The same liquid inhaler was assessed using repeated 50 ms time sequences with a total of 25 individual measurements of 50 ms, equalling a total of 1,25 seconds, Figure 2.

Conclusion: The inhaler seems to produce a fraction of droplets above 150 um and displays a tailing off phenomena where the droplet size increases at the end of the measurement e.g. above 1 second.

This methodology can be a useful tool in the development of inhalers and can increase the understanding of the evolving atomisation process for liquid inhalers or the release characteristics of powder inhalers. Likewise it can be used to understand the characteristics of an originator product when developing a generic equivalent product.

Figure 1 Plume Geometry

Figure 2 Spray Pattern

MVIC Case Study No 2: Aerosol Characterisation

Spray Pattern and Plume Geometry

Inhalation product development involves the analysis of the aerosol characteristics of the product. Aerosol generation of these products is achieved by using inhalation devices, typically metered dose inhalers (MDI), dry powder inhalers (DPI) or aqueous systems such as nasal sprays and nebulisers.

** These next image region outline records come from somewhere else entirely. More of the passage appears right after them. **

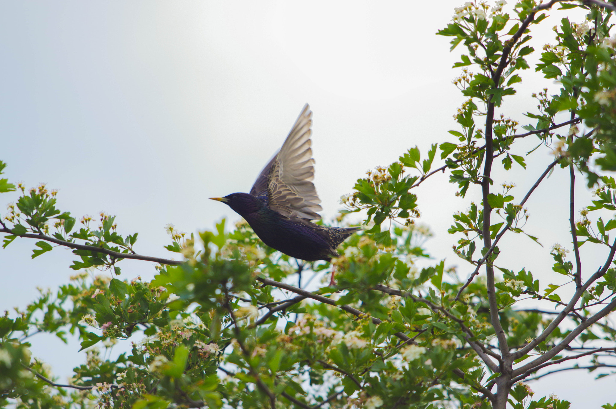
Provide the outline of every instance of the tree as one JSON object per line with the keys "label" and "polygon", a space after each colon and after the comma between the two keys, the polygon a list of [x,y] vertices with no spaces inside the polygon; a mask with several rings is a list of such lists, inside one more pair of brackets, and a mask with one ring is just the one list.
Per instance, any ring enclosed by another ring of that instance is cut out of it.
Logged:
{"label": "tree", "polygon": [[[424,159],[416,148],[408,149],[399,162],[359,179],[354,193],[342,197],[346,209],[338,222],[365,212],[370,229],[342,245],[343,255],[334,261],[334,287],[302,288],[302,274],[314,277],[330,266],[297,263],[264,246],[246,224],[227,232],[223,221],[198,240],[169,226],[166,248],[184,260],[143,256],[134,250],[137,234],[118,234],[114,216],[101,213],[97,226],[87,217],[78,223],[57,208],[56,193],[46,186],[26,190],[0,180],[0,193],[22,193],[1,221],[5,248],[30,238],[38,240],[33,258],[54,245],[78,256],[70,283],[0,319],[3,403],[569,407],[556,397],[535,398],[522,381],[557,371],[616,367],[616,330],[607,320],[616,308],[616,242],[609,239],[616,228],[610,213],[616,210],[616,181],[609,173],[616,169],[616,38],[610,31],[616,6],[601,0],[522,0],[507,11],[505,2],[467,2],[439,32],[453,38],[452,50],[466,48],[455,65],[464,67],[455,84],[468,98],[455,114],[458,129],[450,131],[456,140],[435,143]],[[560,89],[533,95],[538,105],[526,116],[537,122],[521,133],[517,121],[497,113],[530,68],[527,56],[535,51],[528,45],[530,33],[556,7],[582,9],[586,21],[565,18],[554,28],[556,44],[544,47],[534,68],[556,79]],[[539,140],[527,157],[553,155],[534,175],[527,174],[526,157],[514,153],[529,138]],[[443,164],[435,169],[437,153]],[[5,166],[0,162],[0,172]],[[501,264],[499,256],[516,248],[498,245],[505,235],[540,242],[527,232],[533,221],[525,205],[557,172],[570,180],[569,200],[555,205],[569,209],[570,235],[562,242],[570,245],[551,250],[561,284],[533,277],[532,260],[518,271]],[[448,230],[466,263],[461,278],[441,260],[445,255],[417,267],[430,233],[415,223],[421,197],[413,189],[442,172],[457,186],[456,194],[476,191],[481,199],[454,214]],[[517,194],[499,180],[503,175],[536,182]],[[580,206],[574,194],[584,185],[594,189],[594,196]],[[583,260],[580,248],[586,243],[605,247],[598,268],[595,260]],[[149,282],[121,279],[120,264],[127,258],[157,263],[158,274]],[[91,274],[92,268],[102,274]],[[574,289],[567,293],[565,284]],[[524,298],[545,306],[525,308]],[[27,339],[41,332],[62,337],[67,331],[78,333],[89,352],[70,384],[63,385],[31,357]],[[115,360],[97,349],[138,338],[130,354]],[[599,376],[614,373],[607,370]]]}

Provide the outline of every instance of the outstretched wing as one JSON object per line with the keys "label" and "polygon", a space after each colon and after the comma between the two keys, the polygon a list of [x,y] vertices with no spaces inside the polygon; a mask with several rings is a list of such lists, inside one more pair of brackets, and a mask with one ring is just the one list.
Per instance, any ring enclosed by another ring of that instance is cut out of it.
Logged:
{"label": "outstretched wing", "polygon": [[312,183],[312,112],[306,104],[280,150],[261,171],[251,194],[267,196],[272,210],[290,218],[320,219],[321,200]]}

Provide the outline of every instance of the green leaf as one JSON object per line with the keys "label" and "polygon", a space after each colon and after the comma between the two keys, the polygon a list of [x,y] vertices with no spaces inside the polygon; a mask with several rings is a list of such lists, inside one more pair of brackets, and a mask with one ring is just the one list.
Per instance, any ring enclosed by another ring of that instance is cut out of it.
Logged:
{"label": "green leaf", "polygon": [[511,154],[511,157],[513,157],[516,162],[519,163],[520,164],[520,166],[524,168],[525,169],[526,169],[526,163],[524,162],[524,158],[523,158],[522,156],[514,155],[513,154]]}
{"label": "green leaf", "polygon": [[[454,132],[455,132],[455,133],[454,133]],[[449,133],[452,133],[452,135],[456,135],[456,133],[459,133],[460,137],[464,136],[458,131],[455,130],[450,130],[449,131]],[[444,143],[441,143],[439,146],[439,149],[442,151],[442,152],[440,153],[440,159],[444,159],[445,157],[448,156],[452,152],[453,152],[453,151],[456,150],[457,148],[458,145],[456,145],[455,143],[451,143],[450,142],[445,142]]]}
{"label": "green leaf", "polygon": [[64,231],[70,233],[73,227],[75,225],[75,218],[68,217],[64,220]]}
{"label": "green leaf", "polygon": [[109,291],[116,297],[123,299],[128,292],[128,285],[118,279],[111,279],[111,282],[109,283]]}
{"label": "green leaf", "polygon": [[47,243],[47,242],[44,242],[44,241],[36,242],[36,244],[37,246],[41,248],[41,250],[36,250],[36,249],[33,250],[32,252],[33,253],[33,254],[32,255],[32,258],[34,258],[34,257],[38,257],[43,253],[51,252],[53,249],[53,247],[51,247],[51,245]]}
{"label": "green leaf", "polygon": [[516,74],[513,75],[511,78],[509,78],[508,81],[507,81],[507,86],[508,87],[512,84],[515,84],[516,82],[522,82],[522,78],[520,77],[520,76]]}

The preferred technology for characterisation is high-speed video imaging, where the plume geometry and spray pattern are accessed and documented. Typical information that can be assessed are length, width, angle, velocity or plume duration. Regulatory authorities also require these parameters to be documented1,2 in the filing of inhalation product development.

MVIC has the capability to perform high-speed video characterisation of aerosol plume geometry and spray pattern using LaVision imaging systems. This is done using single or dual camera systems, and the plume can be visualized using laser or conventional white light.

1 FDA Guidance for Industry, 2002. Nasal spray and inhalation solution, suspension, and spray drug products – CMC documentation.

2 FDA Guidance for Industry (draft), 2003 Bioavailability and bioequivalence studies for nasal aerosol and nasal sprays for local action.